XXXI. MARIA DAS DORES

Carlos considerou que era realmente melhor não acordar o irmão; deixou-o dormir, e passou à sala, que era ao mesmo tempo de visitas, de trabalho e de jantar. Apesar da sua pobreza, o aposento tinha um ar alegre; os móveis, antigos e já sem verniz, estavam cuidadosamente espanados: o lampião de metal reluzia, de tão bem areado; na janela, dentro de uma pequena gaiola, cantava um curió.

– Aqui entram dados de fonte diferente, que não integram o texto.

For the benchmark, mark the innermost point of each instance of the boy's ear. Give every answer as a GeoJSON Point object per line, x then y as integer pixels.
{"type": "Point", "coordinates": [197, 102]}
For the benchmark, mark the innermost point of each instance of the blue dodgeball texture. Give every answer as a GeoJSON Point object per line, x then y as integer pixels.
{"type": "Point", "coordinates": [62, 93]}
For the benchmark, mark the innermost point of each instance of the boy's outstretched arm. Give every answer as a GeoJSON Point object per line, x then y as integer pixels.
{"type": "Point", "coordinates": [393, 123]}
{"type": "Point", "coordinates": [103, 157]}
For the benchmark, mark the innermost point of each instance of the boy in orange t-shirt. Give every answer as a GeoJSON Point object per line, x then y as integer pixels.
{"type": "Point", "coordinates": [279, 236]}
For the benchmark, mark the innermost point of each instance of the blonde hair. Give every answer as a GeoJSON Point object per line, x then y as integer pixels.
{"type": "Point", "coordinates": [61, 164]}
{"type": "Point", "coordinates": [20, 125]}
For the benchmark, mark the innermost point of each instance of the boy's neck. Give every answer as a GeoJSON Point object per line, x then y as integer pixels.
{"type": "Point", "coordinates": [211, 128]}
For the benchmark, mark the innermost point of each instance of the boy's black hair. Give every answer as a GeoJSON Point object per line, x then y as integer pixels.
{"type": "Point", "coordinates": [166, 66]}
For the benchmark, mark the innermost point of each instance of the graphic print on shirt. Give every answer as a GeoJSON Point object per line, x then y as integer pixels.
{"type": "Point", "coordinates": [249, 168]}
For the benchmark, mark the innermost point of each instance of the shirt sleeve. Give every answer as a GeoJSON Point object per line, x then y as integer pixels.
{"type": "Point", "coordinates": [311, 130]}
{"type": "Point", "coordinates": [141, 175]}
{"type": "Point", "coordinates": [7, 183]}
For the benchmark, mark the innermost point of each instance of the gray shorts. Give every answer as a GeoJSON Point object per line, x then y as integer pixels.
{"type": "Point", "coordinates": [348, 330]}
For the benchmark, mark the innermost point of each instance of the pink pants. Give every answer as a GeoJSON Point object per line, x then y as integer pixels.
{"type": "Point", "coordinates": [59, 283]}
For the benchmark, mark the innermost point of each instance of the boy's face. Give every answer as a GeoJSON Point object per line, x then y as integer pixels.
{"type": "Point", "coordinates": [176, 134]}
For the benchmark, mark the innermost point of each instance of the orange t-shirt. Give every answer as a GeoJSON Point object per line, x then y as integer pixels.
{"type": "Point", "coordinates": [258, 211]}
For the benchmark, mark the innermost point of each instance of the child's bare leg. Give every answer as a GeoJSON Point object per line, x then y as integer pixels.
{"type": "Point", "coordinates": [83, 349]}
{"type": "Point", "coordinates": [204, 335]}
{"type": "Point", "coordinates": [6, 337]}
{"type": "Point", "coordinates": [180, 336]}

O almoço era farto: feijão, carne de sol assada, bananas; mas Carlos comia maquinalmente, preocupado com a doença do irmão, e com as dificuldades com que ainda tinha de lutar até chegar à capital da Baía, — dificuldades que maiores lhe pareciam agora, na ausência do providente Juvêncio.

Ia em meio o almoço, quando se ouviu a voz de Alfredo, que despertara. Carlos correu ao quarto, e teve a satisfação de ver que o doente estava sem dúvida, muito melhor.

— Então? Como te sentes?

— Muito bem! — respondeu o pequeno. — Já quase não sinto dor no pé.

— Queres almoçar?

— Quero, sim, que tenho bastante fome.

— Não te levantes. Vou buscar o teu almoço.

A dona da casa arranjou à pressa um almoço leve para o enfermo, — um pirão de farinha, um ovo frito, — e disse à filha, Maria das Dores, que a fosse levar ao quarto.

Alfredo já vira, na véspera, a rapariga, à beira do rio. Mas, olhando-a entre tantas outras, não reparara bem nas suas feições. Agora, vendo-a entrar com o almoço, achou-a encantadora.

Maria das Dores era uma mocetona morena, quase cabocla, mas muito corada e de traços regulares. Tinha olhos negros, lábios finos mostrando uma fileira de dentes alvos e iguais, rosto redondo, testa estreita, cabelos muito lisos e pretos, atados no alto da cabeça. Tinha um ar de candura e de meiguice, e, ao mesmo tempo, de simples e ingênua franqueza.

Entrou, deu o almoço ao pequeno, e começou a conversar com ele, que logo se sentiu atraído pela sua bondade.

— Então, ainda não está bom?

— Não estou bom, mas já estou muito melhor. Ora eu, ontem, conversei tanto com você, e não lhe perguntei o seu nome!...

— Maria das Dores.

— Você não tem irmão?

— Tive um que morreu pequenino, de sarampo.

Daí a pouco, ia tão animada a conversação entre os dois, que Carlos e a velha lavadeira ouviam lá dentro as risadas alegres de ambos.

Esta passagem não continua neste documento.